The www.trains.com/ Model Railroader/layouts forum would seem to be the appropriate place to discuss, analyze and jawbone about layouts and layout plans that appear in Model Railroader magazine. Often a layout has much more that could be discussed and questioned than the article covers.
I especially like this Naugatuck Valley Railroad in the April Model Railroader. It has a lot of operating AND visual features for a small railroad. It is designed to operate as a point-to-point railroad-- in fact one with 3 actual end points in staging, and one of those staging points represents 2 different supposed end points, Cedar Hill and Maybrook, reached by routes which supposedly diverge OFF the modeled layout. So trains are operating between 4 distant points and one modeled yard. Despite the point-to-point operation, the layout has a route which could be used for continuous running when desired. I notice the layout does NOT have any provision for turning locos-- ie. turntable, wye or reverse loop. I guess none is needed with diesels and RDCs.

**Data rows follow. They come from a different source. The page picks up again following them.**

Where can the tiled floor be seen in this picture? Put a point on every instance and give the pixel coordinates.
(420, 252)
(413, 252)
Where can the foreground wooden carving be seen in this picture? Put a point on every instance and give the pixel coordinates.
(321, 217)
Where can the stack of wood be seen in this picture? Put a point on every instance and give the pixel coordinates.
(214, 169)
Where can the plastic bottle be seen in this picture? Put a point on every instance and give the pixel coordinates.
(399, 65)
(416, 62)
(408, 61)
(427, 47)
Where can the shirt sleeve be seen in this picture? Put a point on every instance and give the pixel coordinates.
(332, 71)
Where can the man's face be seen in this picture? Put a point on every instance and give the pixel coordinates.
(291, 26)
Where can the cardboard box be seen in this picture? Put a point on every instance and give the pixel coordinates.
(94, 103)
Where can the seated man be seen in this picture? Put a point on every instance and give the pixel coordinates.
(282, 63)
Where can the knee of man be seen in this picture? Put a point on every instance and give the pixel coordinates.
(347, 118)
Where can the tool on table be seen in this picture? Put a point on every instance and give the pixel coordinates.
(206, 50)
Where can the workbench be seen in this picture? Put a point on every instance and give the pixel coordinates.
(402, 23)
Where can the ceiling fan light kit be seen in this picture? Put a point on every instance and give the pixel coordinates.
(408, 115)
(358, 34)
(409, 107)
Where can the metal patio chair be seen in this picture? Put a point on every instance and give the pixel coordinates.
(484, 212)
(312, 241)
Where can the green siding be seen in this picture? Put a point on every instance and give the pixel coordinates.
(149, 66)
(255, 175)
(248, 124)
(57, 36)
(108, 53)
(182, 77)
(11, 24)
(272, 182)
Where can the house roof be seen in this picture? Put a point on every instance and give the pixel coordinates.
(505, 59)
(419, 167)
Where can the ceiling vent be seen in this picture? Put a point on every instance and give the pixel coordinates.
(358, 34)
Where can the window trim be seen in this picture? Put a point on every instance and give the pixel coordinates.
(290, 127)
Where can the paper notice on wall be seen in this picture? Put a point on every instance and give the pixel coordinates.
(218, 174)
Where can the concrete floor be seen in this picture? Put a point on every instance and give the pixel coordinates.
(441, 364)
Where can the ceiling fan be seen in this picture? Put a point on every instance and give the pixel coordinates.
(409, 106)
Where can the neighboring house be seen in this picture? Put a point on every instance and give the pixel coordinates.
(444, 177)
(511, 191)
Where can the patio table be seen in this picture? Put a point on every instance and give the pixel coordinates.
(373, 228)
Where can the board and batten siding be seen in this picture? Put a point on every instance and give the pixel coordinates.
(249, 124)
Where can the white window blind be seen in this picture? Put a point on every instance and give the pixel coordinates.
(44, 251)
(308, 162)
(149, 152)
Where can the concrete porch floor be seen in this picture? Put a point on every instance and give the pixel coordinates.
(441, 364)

I wi***he article had included a prototype map to show the routes. I get out my 1958 Official Guide of the Railways and turned through the brittle pages to New Haven and pretty much figured out the routing.
Besides the “big picture” of the routes from the Official Guide, I used a computer nationwide street map to get a closeup of the prototype town layout of Waterbury and vicinity.
At Bank Street, the prototype has a short segment of industrial trackage one block east of the Waterbury main line. In real life, it cuts off from the main line perhaps a quarter mile south of the Bank Street crossing and parallels the main line at Bank Street. On the layout, the twisted mainline dictated by space limitations falls into the same visual relationship of the industrial lead with the mainline tracks at Bank Street Junction. Very neat adaptation of the prototype.